Medically Confirmed: Recurring head blows could lead to traumatic brain injury

The association between repeated blows to the head associated with motor activity commonly seen in the NFL and the development of Chronic Traumatic Encephalopathy (CTE) was certainly not recognized until recent decisions by the National Institutes of Health.

They compare recurrent traumatic brain injury to CTE, a degenerative brain disorder that presents with symptoms such as aggression, depression, paranoia, anxiety, short-term memory loss, confusion, dementia, and poor judgment. And a clear relationship can be found between both.

This decision contradicts the position of the Concussion Study Group (CISG) in Sports, which is supported by FIFA, World Rugby, the International Hockey Federation, the IOC, and others.

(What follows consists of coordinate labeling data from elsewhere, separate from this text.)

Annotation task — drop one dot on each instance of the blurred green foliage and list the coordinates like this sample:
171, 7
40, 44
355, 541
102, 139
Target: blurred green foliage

In the CISG-published paper on concussion, the link between CTE in sports and brain injury is downplayed. This claim has been used in lawsuits brought by sports federations by athletes affected by the disease. McCrory, the lead author, resigned after receiving allegations of plagiarism in some of his articles.

The report filed with the judge said the plagiarism did not affect McCrory’s work in the AFL, the league to players as the “manner in which some of the research and clinical programs were at times conducted”.

“Now that causation has been established, the world has a tremendous opportunity to prevent future cases of CTE,” said a spokesperson for the Concussion Legacy Foundation to the Guardian.

“The only known cause of CTE is environmental exposure, and in most cases a choice – the choice to play contact sports.

“Our goal is to reform all youth sports so they no longer include preventable repetitive head impacts before age 14 – no heading in soccer, no tackling in [American] football and rugby.”

“This change, combined with logical limits to repeated head impacts in sports for people over 14 (such as no hitting in football/rugby practice and strict limits on headers in practice) would be expected to prevent the vast majority of future CTE cases.”

Found cases of CTE in football due to head blows

In 1994, the first Mild Traumatic Brain Injury Committee was formed, chaired by Dr. Jets. In his first interview, he even downplayed the work assigned to him.

That all changed in 1997 when four-time Super Bowl champion Mike Webster filed a disability complaint with the NFL Retirement Board, claiming he developed dementia as a result of his league-era football career. In 1999, the NFL admitted it personally and compensated Webster for his $2 million.

The former player died of cardiac arrest at the age of 50 after years of suffering from various cognitive impairments.

Mike died in 2002, and his autopsy revealed significant damage to the brain, by forensic neuropathologist Dr. Bennet Omalu. Andre Waters’ brain was examined by Omalu as well, whom they tried to silence and discredit.